Retrieve Chunks | Documentation

This page shows you how to conduct a smart search in a Catalog using a text prompt.

This API performs semantic search by embedding user queries with the a preset Indexing Embed pipeline that is used by the Process Files operation. The user query embedding is then compared to the embeddings of the chunks in the specified Catalog to find and return the most contextually similar chunks.

#Retrieve Chunks via API

The Retrieve Chunks API allows you to perform a semantic search within a Catalog by providing a text prompt. This operation returns the most contextually similar chunks based on the provided text.

cURL

Python

export INSTILL_API_TOKEN=********
curl -X POST 'HOST_URL/v1alpha/namespaces/NAMESPACE_ID/catalogs/CATALOG_ID/chunks/retrieve' \
--header "Authorization: Bearer $INSTILL_API_TOKEN" \
--header "Content-Type: application/json" \
--data-raw '{
  "textPrompt": "example text to search",
  "topK": 5
}'

Replace NAMESPACE_ID with the Catalog owner's ID (namespace), CATALOG_ID with the identifier of the Catalog you are searching.

#Body Parameters

textPrompt (string, required): The text prompt to search for in the Catalog.
topK (integer, optional): Specifies the number of similar chunks to return. Defaults to 5.

INFO

If you are using Instill Core as a managed service, set HOST_URL to https://private.instill-ai.com. If you are self-hosting Instill Core, use http://localhost:8080.

#Example Response

A successful response will return a list of similar chunks found in the Catalog:

{
  "similarChunks": [
    {
      "chunkUid": "ba30f524-889c-4dc7-82a2-33a8f7be2d47",
      "similarityScore": 0.95,
      "textContent": "Instill Core is a full-stack AI solution to accelerate AI development...",
      "sourceFile": "core-intro.txt"
    },
    {
      "chunkUid": "757ab6d9-e5b4-482e-8017-5582b578e57a",
      "similarityScore": 0.90,
      "textContent": "Transform unstructured data into a knowledge base with a unified format...",
      "sourceFile": "catalog-intro.pdf"
    }
  ]
}

#Output Description

similarChunks (array of objects): An array where each object represents a similar chunk found in the Catalog.
- chunkUid (string): The unique identifier of the chunk.
- similarityScore (number): The similarity score between the input text prompt and the chunk content.

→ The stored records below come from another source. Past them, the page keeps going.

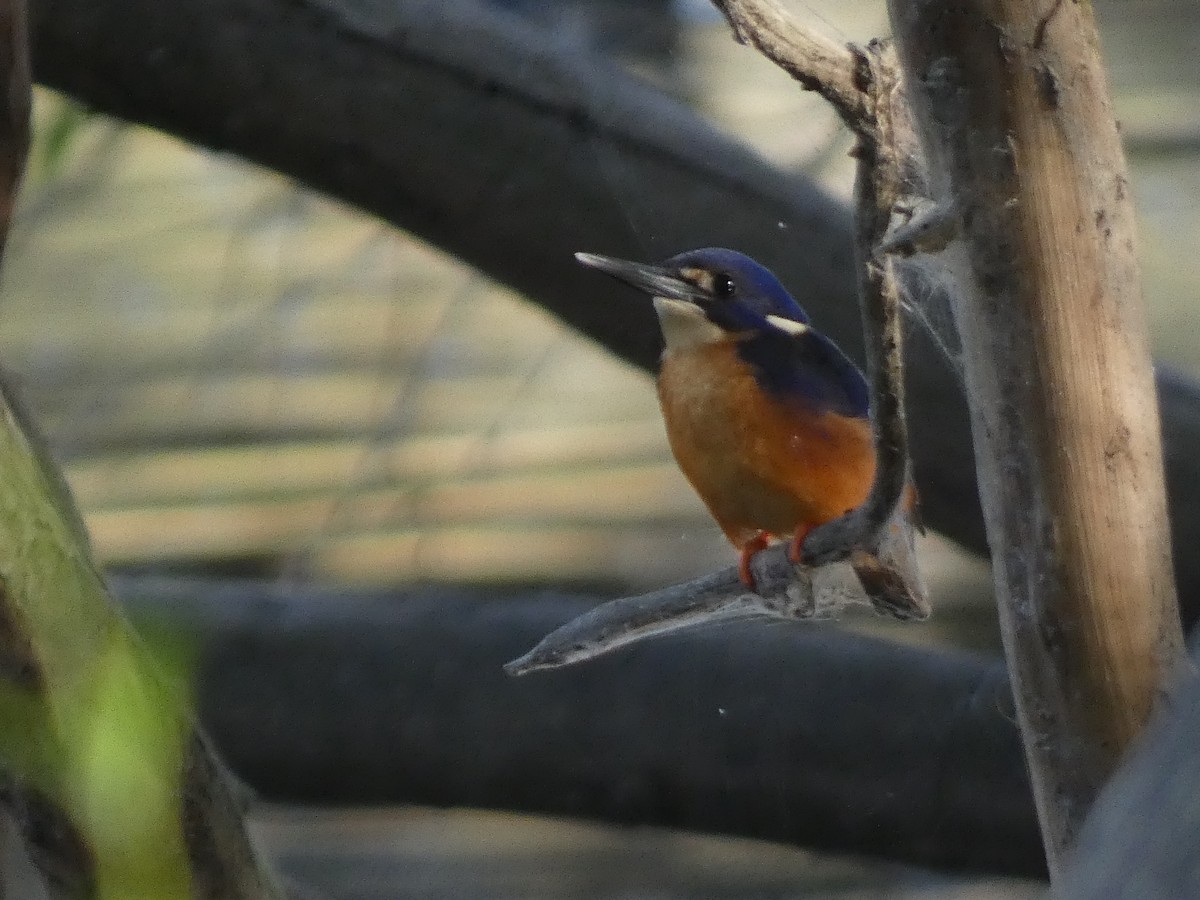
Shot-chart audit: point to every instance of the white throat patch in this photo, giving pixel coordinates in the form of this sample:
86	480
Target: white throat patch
684	325
790	325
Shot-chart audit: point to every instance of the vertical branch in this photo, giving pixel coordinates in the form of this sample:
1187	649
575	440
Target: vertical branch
1015	117
862	87
15	102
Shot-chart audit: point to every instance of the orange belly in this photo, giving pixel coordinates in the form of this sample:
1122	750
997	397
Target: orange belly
759	465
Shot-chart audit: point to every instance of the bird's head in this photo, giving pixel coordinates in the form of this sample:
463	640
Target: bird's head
713	295
709	295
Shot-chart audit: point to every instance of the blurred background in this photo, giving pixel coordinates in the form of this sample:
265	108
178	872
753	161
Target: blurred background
243	378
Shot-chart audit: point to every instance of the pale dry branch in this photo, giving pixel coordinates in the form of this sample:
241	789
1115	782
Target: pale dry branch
1059	375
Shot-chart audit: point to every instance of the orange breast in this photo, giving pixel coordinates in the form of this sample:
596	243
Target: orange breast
759	465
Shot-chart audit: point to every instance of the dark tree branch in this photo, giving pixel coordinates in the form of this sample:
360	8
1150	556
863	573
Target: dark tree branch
791	733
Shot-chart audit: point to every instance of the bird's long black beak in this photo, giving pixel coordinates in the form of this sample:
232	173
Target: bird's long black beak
654	280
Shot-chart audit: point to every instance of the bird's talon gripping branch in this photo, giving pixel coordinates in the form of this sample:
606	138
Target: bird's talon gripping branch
749	549
796	549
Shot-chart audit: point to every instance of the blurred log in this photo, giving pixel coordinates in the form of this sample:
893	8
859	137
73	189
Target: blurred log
551	153
1140	840
803	735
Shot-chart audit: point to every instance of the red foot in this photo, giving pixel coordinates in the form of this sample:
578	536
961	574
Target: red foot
748	550
796	549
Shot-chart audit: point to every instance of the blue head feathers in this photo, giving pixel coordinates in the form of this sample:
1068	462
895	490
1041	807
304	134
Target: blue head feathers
714	294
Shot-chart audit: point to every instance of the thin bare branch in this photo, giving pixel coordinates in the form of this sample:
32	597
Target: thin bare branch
819	63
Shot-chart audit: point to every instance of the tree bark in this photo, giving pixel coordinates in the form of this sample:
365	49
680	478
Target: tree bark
1019	132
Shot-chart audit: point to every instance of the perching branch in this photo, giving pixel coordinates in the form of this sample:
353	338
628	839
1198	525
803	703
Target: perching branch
863	85
335	696
1018	126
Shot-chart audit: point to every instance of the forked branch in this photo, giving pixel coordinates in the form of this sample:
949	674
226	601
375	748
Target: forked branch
876	538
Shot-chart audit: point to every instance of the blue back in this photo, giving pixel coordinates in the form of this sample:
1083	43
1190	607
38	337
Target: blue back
809	369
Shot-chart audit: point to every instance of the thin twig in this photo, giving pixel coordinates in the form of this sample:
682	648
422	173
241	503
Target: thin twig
879	187
783	592
819	63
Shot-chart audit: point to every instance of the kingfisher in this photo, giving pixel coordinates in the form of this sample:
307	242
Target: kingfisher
767	418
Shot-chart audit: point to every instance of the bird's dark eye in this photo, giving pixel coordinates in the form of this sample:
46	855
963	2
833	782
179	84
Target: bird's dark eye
723	286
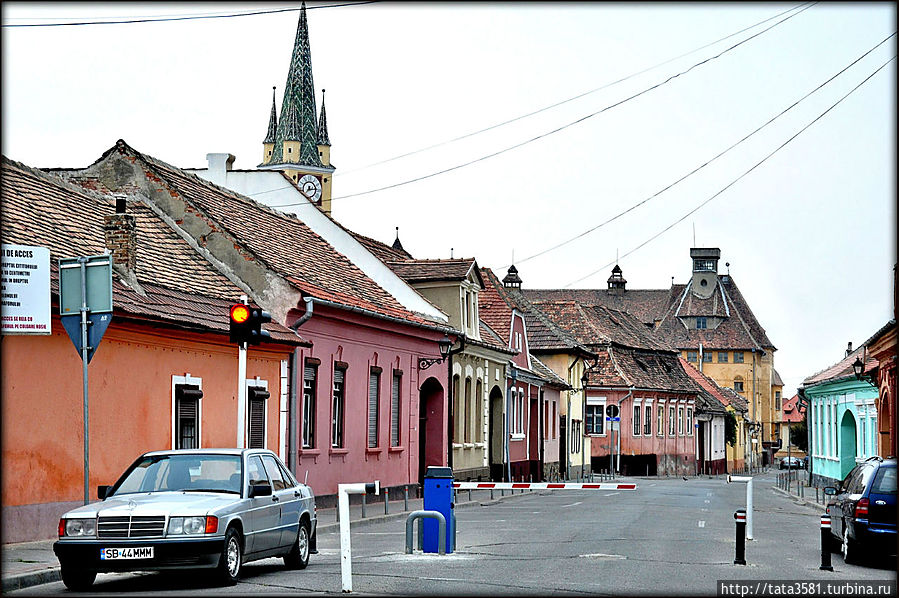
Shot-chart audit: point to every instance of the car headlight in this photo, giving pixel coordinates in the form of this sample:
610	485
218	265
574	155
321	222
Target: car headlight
77	527
189	525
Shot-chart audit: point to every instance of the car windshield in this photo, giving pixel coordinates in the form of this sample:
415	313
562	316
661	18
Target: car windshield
187	473
885	481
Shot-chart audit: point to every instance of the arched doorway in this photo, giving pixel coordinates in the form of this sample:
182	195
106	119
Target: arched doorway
848	443
495	447
431	427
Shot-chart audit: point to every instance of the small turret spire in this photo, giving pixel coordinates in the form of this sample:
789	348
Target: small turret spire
323	125
272	121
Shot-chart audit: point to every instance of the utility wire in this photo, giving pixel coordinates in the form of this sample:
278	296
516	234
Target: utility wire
184	18
543	135
571	99
706	163
732	183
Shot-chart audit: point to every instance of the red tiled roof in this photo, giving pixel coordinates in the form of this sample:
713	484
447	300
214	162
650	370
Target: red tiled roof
180	288
279	241
842	369
435	270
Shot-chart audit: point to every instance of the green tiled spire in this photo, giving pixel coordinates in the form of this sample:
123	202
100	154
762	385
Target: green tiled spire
298	111
323	125
272	122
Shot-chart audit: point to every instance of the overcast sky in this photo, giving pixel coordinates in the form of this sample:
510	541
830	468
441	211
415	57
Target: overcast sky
808	228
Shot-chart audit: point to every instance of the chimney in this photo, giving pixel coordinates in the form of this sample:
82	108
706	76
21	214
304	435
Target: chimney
219	165
120	234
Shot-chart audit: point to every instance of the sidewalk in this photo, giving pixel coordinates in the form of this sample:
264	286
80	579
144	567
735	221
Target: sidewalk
28	564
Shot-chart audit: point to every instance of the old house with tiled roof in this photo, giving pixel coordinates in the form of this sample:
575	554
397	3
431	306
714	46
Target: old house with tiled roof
532	389
478	366
641	377
711	415
711	324
364	387
842	422
165	374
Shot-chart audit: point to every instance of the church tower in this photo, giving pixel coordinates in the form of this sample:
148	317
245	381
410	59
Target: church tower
297	143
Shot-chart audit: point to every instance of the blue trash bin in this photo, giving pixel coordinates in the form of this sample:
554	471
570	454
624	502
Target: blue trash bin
438	496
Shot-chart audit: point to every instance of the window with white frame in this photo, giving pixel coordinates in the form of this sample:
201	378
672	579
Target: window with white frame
187	397
338	402
595	416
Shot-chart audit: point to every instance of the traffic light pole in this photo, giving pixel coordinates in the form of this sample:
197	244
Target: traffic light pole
241	392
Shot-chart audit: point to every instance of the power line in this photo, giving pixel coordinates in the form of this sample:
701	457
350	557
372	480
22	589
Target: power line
185	18
707	162
732	183
571	99
541	136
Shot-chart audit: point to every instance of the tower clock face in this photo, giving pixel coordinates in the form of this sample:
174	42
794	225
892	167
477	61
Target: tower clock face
311	187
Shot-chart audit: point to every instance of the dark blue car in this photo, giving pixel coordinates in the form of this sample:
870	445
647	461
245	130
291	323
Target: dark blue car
863	510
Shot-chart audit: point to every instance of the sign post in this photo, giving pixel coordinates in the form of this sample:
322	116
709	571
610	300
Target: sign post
85	306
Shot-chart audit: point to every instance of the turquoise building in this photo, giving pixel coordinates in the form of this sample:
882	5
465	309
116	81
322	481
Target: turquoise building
842	423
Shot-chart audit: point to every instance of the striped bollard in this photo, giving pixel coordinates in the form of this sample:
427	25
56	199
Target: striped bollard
740	557
825	544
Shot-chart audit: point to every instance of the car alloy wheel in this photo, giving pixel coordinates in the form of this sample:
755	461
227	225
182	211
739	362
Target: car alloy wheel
298	557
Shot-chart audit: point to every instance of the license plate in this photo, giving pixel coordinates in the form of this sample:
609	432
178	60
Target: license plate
113	554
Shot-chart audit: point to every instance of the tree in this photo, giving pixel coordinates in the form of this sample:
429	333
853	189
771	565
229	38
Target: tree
730	428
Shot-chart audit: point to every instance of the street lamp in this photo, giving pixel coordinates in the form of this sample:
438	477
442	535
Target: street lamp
444	345
858	366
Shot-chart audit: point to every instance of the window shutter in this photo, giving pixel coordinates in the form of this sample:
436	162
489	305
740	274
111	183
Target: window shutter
395	411
257	397
372	410
187	408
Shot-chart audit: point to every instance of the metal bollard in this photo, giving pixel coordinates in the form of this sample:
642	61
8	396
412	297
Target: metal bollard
825	543
740	557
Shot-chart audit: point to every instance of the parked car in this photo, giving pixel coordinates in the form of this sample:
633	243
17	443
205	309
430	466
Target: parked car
183	509
791	463
863	510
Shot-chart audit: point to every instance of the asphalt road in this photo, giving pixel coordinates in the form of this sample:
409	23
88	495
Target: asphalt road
669	537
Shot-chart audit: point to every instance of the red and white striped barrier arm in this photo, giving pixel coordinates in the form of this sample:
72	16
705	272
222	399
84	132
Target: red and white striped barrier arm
541	486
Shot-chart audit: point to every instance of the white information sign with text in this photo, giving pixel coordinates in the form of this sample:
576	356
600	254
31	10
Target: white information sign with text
25	289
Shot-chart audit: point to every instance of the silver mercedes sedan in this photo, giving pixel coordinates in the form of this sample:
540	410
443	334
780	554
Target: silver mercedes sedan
184	509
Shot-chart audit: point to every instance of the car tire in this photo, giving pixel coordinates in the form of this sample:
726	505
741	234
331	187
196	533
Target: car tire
298	557
77	580
850	548
228	570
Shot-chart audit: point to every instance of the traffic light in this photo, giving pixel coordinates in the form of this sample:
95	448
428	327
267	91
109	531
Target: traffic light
240	318
246	324
255	333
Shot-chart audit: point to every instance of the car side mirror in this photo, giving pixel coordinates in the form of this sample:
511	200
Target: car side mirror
260	490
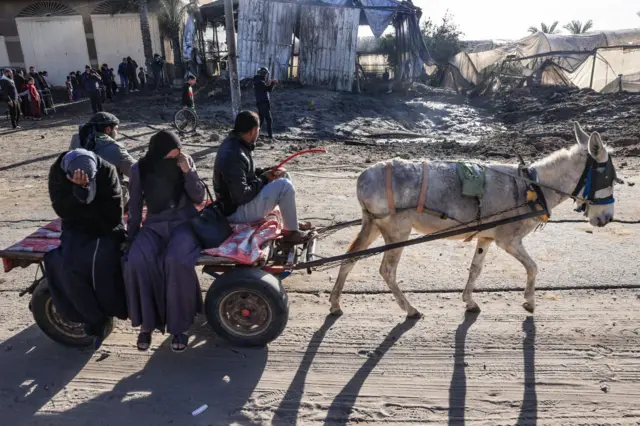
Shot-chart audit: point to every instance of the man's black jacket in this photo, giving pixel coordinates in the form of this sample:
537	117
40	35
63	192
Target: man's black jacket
102	216
236	181
262	89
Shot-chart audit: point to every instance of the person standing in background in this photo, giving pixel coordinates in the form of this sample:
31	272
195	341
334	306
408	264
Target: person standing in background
91	81
78	84
106	75
23	92
263	87
10	93
142	76
156	68
124	75
114	85
69	85
35	99
132	69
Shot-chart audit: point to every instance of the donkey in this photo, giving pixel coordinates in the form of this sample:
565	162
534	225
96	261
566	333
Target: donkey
558	175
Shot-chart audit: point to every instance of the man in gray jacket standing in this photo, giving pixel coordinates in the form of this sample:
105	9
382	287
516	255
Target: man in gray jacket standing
98	135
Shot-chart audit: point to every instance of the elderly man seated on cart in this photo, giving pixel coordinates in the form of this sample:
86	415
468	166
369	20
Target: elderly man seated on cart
84	272
248	194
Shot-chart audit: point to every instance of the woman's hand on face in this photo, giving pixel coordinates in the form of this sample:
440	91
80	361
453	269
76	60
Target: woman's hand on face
184	162
79	178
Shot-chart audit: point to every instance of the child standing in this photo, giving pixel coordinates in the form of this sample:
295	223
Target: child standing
142	76
35	99
69	85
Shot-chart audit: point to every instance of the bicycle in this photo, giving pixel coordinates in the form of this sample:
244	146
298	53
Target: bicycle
186	120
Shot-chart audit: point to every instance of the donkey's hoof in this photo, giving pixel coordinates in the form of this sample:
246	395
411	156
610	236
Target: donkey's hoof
473	309
415	316
528	307
337	312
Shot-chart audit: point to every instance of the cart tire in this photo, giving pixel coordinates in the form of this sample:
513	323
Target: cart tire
61	331
247	307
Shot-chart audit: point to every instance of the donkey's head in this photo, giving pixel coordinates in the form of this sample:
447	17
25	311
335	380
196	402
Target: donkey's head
596	182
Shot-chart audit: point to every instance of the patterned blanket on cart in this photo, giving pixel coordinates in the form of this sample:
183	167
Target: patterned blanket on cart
246	246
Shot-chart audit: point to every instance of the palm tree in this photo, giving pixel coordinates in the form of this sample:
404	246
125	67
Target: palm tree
545	28
576	27
147	46
170	21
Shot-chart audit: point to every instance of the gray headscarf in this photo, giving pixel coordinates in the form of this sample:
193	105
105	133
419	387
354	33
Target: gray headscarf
81	159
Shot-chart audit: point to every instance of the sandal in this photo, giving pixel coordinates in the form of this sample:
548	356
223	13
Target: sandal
144	341
179	342
306	226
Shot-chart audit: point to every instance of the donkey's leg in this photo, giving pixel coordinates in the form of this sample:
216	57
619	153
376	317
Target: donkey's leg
394	232
368	234
474	272
517	250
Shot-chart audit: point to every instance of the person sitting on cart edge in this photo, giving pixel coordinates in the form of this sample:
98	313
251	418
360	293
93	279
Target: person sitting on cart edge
187	92
84	273
163	291
99	136
247	194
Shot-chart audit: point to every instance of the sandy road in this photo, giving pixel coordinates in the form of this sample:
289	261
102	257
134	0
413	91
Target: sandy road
577	361
567	365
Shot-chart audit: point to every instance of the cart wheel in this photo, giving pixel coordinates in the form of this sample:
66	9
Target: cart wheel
186	120
247	307
53	325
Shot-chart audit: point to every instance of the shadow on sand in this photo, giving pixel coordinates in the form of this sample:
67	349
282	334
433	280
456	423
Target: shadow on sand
458	387
529	410
166	391
288	409
342	405
33	369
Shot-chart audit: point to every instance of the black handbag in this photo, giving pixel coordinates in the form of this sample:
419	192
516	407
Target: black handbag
211	226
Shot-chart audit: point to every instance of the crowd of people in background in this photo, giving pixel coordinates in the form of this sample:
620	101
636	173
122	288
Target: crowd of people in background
28	95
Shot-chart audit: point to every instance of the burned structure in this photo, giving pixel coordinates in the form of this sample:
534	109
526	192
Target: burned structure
315	41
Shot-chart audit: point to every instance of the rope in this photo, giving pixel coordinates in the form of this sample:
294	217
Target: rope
356	257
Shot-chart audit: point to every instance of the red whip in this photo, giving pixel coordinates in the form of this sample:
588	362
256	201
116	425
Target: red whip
292	156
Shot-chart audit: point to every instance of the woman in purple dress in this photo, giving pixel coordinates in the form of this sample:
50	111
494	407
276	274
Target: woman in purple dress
163	291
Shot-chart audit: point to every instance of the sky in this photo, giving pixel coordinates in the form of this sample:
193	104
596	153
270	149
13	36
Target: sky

Scores range from 0 to 1, with higher scores indicating greater relevance.
- textContent (string): The content of the similar chunk.
- sourceFile (string): The name of the source file from which the chunk was extracted.

Notes:

Ensure that the Authorization header contains a valid API token with the Bearer prefix.
Adjust the topK parameter based on how many context chunks you want to retrieve for your search. If omitted, it defaults to 5.
The API performs semantic search using embeddings, so the results will be based on contextual similarity rather than exact keyword matches.

#Error Responses

401 Unauthorized: Returned when the client credentials are not valid. Ensure your API token is correct and has the necessary permissions.
default: An unexpected error response. The response will include an rpcStatus object with details about the error.